Canadian Lawyer Career Satisfaction Remains Remarkably High Three Years after Graduation Despite Pandemic Challenges

The NALP Foundation and NALP have released their joint study, Law School Alumni Employment and Satisfaction for the Class of 2017, their fourth such report focusing on Canadian law schools.

Monday, August 9, 2021

Reflecting the legal profession's increasing focus on equity, diversity and inclusion, this year’s study includes new information about diverse and first-generation graduates, as well as data on educational debt and the impact of COVID-19 and the economic downturn.

Among the key findings:

1) High employment and satisfaction rates: Both the employment rate (95%) and career satisfaction levels (82%) remain remarkably high.

2) High mobility levels: 61% of alumni have held two or more sequential positions since graduation.

3) Limited impact of COVID-19 and the economic downturn:
- Close to one-third of graduates reported no noticeable impact on their jobs and careers;
- Nearly one-third experienced a reduction in their amount of work;
- One-fifth of graduates reported these issues affected their ability to meet billable hour targets.

4) Outstanding educational debt (in Canadian dollars) varied considerably:
- Total educational debt ranged from none to $500,000 at the three-year mark;
- Average educational debt remaining was $34,666 while 8% had more than $100,000 remaining.

“This study, focused solely on Canadian law schools and on the experiences of our alumni three years after graduation, provides key insights as we all seek to evolve our curricula to meet our students’ needs as they enter the profession,” said Dr.

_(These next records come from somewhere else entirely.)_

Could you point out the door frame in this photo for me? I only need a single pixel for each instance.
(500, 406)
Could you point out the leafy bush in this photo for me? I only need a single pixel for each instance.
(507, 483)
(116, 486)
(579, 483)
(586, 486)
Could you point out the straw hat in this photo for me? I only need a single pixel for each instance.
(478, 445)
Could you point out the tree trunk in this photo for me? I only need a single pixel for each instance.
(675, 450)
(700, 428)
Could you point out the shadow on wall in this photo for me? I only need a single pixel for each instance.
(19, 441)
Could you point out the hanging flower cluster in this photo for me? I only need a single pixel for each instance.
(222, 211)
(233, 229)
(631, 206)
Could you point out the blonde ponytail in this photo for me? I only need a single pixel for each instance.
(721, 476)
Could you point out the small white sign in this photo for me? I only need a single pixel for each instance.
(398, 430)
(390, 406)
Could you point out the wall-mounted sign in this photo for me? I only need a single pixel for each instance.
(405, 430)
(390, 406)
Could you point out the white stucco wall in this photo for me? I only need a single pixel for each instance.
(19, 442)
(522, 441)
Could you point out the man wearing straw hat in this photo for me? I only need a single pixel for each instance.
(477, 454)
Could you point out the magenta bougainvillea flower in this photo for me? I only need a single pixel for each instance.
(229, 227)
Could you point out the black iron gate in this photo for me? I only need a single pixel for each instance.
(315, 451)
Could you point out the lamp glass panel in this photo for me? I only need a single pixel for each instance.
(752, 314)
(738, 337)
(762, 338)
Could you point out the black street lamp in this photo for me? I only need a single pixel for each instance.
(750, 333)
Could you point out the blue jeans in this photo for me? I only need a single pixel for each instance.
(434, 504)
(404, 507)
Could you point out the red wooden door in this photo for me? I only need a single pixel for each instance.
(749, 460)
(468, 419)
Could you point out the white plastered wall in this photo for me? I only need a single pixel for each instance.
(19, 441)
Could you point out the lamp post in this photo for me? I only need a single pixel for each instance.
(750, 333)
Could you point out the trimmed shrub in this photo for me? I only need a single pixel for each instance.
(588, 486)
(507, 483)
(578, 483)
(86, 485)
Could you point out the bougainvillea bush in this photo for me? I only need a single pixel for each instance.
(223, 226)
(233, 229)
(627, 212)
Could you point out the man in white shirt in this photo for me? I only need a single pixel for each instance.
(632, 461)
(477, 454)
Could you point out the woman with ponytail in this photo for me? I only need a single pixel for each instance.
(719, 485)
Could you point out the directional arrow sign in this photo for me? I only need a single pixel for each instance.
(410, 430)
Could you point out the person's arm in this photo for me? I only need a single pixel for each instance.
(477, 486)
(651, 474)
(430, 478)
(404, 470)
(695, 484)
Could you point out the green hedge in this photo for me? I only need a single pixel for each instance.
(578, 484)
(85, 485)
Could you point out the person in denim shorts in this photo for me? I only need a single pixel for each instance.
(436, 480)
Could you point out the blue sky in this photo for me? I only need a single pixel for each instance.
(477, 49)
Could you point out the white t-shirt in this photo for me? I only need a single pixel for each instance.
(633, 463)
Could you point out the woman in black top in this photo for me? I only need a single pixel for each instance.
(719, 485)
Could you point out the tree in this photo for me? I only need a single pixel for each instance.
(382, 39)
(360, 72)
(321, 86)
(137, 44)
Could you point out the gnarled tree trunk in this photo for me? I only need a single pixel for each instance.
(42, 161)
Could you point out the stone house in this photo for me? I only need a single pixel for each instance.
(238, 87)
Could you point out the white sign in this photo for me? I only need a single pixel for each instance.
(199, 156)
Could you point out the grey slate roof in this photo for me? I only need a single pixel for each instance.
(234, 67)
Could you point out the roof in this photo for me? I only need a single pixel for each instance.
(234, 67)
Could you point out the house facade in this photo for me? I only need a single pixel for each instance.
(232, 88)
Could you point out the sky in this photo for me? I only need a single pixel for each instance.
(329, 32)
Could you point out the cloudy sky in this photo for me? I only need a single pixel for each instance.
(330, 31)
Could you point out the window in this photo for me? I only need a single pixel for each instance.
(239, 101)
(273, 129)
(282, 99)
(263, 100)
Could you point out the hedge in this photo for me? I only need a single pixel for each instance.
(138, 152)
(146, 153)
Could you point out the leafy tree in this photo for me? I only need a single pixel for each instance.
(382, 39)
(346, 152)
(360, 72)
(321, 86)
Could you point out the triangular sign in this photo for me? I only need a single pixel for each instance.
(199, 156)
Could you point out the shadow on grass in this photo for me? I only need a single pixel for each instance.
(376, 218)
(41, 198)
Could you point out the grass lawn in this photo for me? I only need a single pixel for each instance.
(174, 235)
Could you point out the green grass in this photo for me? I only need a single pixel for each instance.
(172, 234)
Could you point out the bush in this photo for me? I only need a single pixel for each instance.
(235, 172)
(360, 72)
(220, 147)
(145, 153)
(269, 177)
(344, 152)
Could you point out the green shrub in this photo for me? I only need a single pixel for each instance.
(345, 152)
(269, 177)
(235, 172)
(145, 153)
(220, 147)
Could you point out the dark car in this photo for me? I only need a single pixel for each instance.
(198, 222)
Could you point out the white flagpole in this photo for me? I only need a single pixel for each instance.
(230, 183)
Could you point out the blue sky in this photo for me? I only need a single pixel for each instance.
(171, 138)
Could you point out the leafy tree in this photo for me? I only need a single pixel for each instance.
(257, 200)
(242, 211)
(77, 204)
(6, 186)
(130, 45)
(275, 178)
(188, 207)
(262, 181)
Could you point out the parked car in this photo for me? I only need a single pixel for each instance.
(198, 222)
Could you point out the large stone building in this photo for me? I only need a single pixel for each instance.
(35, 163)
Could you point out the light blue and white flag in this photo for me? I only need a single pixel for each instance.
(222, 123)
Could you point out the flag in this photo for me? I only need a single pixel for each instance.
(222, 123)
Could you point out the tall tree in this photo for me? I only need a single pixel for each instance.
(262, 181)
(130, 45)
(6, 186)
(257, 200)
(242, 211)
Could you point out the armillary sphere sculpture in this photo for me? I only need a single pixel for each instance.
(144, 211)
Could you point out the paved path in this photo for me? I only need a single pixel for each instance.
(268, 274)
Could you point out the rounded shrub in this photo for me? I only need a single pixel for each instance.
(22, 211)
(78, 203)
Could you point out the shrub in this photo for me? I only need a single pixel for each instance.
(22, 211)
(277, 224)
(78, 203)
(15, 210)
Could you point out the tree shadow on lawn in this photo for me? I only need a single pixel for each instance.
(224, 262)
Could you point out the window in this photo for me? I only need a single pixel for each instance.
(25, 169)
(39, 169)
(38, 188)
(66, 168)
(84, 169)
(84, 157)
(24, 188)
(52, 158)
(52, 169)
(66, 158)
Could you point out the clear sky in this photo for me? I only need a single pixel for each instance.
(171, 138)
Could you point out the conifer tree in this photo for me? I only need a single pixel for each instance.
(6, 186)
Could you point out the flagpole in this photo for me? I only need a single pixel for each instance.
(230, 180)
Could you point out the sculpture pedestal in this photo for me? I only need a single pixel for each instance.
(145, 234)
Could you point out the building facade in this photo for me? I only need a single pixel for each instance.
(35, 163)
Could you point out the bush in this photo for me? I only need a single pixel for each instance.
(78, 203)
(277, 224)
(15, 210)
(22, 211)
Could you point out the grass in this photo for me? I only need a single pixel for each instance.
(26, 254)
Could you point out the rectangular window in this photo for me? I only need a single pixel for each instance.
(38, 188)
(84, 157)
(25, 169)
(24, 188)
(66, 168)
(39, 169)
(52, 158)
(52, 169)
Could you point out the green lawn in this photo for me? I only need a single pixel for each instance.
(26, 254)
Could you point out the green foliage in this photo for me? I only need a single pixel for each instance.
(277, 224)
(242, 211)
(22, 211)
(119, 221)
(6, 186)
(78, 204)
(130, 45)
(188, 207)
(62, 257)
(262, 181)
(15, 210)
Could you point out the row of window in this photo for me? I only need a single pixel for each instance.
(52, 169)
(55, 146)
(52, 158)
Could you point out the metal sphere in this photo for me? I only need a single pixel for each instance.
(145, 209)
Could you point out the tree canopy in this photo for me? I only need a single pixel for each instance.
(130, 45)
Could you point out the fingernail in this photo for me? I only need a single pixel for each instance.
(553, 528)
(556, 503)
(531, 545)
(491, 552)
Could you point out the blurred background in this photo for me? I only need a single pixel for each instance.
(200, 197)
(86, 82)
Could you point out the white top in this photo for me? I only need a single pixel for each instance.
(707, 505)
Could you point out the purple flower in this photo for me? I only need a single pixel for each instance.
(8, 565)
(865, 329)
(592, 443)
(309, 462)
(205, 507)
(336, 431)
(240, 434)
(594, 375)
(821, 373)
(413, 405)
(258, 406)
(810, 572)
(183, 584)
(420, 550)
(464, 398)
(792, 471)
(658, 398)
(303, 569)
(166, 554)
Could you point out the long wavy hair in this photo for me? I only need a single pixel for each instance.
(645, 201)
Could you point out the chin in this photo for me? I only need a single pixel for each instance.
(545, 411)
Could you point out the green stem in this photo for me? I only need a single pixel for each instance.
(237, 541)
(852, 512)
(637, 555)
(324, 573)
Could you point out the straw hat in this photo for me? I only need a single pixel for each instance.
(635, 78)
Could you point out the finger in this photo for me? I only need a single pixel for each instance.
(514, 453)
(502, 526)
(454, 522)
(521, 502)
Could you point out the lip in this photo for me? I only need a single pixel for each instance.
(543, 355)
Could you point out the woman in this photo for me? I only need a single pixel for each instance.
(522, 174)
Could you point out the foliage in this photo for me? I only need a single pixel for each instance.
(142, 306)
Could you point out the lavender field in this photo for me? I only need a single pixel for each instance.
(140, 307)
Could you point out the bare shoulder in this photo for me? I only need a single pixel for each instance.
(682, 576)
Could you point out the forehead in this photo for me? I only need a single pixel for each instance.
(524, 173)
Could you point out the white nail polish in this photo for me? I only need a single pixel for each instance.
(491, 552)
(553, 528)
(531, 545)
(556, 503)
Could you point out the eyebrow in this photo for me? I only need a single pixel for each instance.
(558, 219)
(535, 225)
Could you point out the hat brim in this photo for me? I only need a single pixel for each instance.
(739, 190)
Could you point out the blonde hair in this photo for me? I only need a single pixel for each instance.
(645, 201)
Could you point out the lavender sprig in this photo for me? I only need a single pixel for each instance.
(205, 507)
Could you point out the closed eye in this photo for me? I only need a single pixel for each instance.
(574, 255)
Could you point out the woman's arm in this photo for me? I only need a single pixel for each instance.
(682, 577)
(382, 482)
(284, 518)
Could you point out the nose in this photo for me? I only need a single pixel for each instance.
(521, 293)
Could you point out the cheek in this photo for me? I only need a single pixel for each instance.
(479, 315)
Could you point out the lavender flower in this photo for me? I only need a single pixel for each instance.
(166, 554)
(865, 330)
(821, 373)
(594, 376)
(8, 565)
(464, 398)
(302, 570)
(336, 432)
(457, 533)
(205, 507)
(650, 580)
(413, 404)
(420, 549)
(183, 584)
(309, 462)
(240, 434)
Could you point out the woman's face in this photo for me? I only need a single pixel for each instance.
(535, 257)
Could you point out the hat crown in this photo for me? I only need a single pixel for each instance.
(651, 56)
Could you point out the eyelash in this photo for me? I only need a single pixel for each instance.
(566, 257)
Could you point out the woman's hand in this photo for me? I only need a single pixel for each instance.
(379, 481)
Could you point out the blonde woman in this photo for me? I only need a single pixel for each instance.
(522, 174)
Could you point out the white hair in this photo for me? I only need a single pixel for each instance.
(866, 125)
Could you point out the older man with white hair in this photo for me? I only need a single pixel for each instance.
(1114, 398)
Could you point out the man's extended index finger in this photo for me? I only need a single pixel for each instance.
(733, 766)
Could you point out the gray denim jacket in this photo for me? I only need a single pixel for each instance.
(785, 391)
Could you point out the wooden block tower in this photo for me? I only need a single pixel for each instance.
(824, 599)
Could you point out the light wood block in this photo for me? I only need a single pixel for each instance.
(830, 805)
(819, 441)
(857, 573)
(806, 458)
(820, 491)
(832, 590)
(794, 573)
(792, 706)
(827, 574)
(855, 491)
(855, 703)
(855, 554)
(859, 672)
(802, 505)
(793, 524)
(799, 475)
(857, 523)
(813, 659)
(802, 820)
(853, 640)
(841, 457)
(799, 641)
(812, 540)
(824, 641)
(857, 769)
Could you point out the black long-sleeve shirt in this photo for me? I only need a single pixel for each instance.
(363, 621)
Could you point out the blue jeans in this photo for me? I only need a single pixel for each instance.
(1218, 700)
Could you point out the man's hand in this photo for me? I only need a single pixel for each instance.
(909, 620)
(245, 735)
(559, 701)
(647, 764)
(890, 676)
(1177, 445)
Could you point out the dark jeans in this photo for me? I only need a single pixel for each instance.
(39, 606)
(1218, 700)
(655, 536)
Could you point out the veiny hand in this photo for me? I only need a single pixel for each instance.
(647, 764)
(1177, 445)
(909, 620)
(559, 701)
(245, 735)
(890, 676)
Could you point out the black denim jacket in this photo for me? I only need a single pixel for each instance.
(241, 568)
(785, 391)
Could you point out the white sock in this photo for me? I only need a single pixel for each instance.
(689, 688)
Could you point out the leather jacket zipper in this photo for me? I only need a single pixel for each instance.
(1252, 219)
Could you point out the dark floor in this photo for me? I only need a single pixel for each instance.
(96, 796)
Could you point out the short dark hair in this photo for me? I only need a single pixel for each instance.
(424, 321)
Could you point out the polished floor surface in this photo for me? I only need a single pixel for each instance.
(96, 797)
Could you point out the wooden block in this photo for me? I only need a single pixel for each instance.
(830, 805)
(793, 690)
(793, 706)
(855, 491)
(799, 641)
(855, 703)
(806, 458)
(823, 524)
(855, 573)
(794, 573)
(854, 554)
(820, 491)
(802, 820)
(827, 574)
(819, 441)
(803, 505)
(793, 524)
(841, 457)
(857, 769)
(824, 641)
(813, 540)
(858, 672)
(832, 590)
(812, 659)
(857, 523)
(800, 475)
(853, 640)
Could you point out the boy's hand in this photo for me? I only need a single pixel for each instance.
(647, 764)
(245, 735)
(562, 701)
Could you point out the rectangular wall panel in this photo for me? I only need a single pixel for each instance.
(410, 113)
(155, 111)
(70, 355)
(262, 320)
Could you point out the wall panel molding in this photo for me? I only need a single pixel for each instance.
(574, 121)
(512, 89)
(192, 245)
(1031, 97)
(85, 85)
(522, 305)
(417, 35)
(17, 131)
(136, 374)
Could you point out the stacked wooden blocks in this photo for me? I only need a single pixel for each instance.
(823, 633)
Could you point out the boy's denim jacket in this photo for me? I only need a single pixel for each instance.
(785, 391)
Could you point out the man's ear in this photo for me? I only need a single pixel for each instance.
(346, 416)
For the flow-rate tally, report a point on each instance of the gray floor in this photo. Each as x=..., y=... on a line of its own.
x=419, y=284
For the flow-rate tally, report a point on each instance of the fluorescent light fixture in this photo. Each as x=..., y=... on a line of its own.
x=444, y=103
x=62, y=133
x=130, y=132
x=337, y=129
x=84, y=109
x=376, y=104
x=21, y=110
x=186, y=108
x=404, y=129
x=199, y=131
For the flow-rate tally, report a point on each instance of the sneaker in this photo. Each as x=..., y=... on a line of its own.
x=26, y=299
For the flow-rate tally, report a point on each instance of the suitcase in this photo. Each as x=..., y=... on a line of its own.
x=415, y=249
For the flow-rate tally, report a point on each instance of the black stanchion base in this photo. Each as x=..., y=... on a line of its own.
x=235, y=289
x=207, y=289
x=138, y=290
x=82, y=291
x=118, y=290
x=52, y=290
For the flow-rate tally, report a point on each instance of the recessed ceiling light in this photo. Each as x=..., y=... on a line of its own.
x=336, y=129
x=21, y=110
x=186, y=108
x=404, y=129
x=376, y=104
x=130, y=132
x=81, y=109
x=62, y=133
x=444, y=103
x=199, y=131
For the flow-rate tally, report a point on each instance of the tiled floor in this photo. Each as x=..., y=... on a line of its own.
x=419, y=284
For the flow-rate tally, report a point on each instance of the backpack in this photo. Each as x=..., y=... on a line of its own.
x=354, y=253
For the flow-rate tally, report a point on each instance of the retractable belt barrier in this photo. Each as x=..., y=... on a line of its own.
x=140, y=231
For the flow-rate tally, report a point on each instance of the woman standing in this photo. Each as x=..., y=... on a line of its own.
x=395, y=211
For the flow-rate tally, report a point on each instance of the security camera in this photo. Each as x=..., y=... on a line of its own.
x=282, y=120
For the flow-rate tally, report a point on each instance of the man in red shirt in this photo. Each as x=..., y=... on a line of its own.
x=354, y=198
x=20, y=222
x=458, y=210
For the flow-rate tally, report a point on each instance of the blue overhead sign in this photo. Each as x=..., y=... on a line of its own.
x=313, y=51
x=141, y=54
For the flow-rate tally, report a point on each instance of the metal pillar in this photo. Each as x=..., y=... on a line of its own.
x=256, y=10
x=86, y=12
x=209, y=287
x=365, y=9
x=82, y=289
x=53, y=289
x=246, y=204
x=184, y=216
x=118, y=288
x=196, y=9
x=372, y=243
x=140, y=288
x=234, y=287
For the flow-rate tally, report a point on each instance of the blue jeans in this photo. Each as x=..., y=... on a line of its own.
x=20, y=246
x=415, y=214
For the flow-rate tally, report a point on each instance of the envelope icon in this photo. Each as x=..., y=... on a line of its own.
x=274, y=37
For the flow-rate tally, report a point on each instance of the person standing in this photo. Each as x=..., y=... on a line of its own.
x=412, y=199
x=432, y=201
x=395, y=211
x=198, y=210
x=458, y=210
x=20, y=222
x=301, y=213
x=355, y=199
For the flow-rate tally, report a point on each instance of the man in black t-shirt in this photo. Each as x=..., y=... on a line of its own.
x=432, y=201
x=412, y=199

Ian Holloway, Professor and Dean of Law, The University of Calgary and a member of the NALP Foundation Board of Trustees.

“Our joint annual study spotlights legal education – and whether it does or does not effectively prepare graduates for practice,” said Fiona Trevelyan Hornblower, President & CEO of the NALP Foundation. “It also provides critical information on their early careers, and will therefore be of keen interest to all those working in Canadian legal education and with young lawyers,” said Hornblower.

This year’s study reflects data from 306 responses from four Canadian law schools’ graduates; data was collected over a four-month period from September 9 to December 31, 2020. The full PDF report for Canadian law schools is available for purchase from the NALP Foundation Bookstore. A comparable report for U.S. law schools is also available on the NALP Foundation website.